I agree, but, if you’re gonna do a prequel, you can’t magically de-age the man.

ragingloli's avatar

sure you can, just cover his face with cgi.
worked for arnold in the new terminator sequel.

that will not help with his stale halfcorpse acting though.

stanleybmanly's avatar

Whether it’s self confidence or arrogance can only be judged by the end results. It’s a tall order for whoever get’s the role. It will require some damned fine acting, directing and a top notch screenplay to distract me from the looming memory of Ford, which will smother any mediocre or even “above average” production.

josie's avatar

I thought Chris Pine did a pretty good job of doing a younger version of whatshisname that was the original Captain Kirk in Star Trek.

It’s not as if it can’t be done.

rockfan's avatar

But when people were watching Chris Pine, I don’t think a lot of Star Trek fans were missing Shatner that much. The absence of Ford is going to be a lot more noticeable

ucme's avatar

Err, Batman anyone?

rockfan's avatar

You’re missing my point, Han Solo has been defined by only one person and it’s memorable because of Ford’s personality. Batman is the type of character that can be portrayed by many actors, Batman already has a strong backstory.

zenvelo's avatar

@rockfan don’t confuse Ford’s “acting” in Star Wars with his better presence in Indiana Jones. He didn’t do much on Star Wars other than drag Chewie in and out of predicaments, and get stuck in that wall.

And Han Solo was not exactly a well defined character.
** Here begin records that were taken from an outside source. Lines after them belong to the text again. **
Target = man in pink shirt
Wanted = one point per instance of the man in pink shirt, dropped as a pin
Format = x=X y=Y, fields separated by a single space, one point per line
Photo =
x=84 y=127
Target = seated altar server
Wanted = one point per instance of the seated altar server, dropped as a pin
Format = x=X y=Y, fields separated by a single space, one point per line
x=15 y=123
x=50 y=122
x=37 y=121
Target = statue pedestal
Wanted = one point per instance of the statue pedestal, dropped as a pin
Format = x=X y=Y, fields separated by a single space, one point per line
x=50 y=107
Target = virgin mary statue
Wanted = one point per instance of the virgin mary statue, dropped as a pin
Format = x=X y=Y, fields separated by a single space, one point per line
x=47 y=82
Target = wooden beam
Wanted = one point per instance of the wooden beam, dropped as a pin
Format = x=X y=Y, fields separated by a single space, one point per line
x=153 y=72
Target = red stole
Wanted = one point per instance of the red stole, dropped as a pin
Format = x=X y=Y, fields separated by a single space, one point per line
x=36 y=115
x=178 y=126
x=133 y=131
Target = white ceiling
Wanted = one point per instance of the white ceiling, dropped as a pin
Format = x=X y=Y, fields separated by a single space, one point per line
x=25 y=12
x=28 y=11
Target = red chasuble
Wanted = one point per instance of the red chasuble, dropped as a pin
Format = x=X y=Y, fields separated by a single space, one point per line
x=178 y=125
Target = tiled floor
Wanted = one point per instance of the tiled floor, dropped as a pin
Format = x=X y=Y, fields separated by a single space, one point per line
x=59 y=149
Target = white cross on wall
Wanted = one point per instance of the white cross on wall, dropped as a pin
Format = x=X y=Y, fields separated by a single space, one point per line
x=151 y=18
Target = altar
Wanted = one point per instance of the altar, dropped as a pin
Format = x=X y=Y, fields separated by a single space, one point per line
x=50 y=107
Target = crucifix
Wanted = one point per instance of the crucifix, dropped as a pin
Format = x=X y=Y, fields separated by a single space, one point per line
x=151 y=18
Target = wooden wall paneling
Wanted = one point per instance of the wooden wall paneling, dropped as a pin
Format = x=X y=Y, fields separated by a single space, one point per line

There just hasn’t been an opportunity for someone else to play the role.

Hypocrisy_Central's avatar

The reason for it is quite simple; Hollywood hardly has creativity to make new movies, so they milk successful existing series for as much money as they can squeeze from them.

ragingloli's avatar

Oh they have the creativity.
They just do not have the will, because explosions, nostalgia trips, established brands and name recognition equals easy money.

ucme's avatar

Get over the man crush & move on then.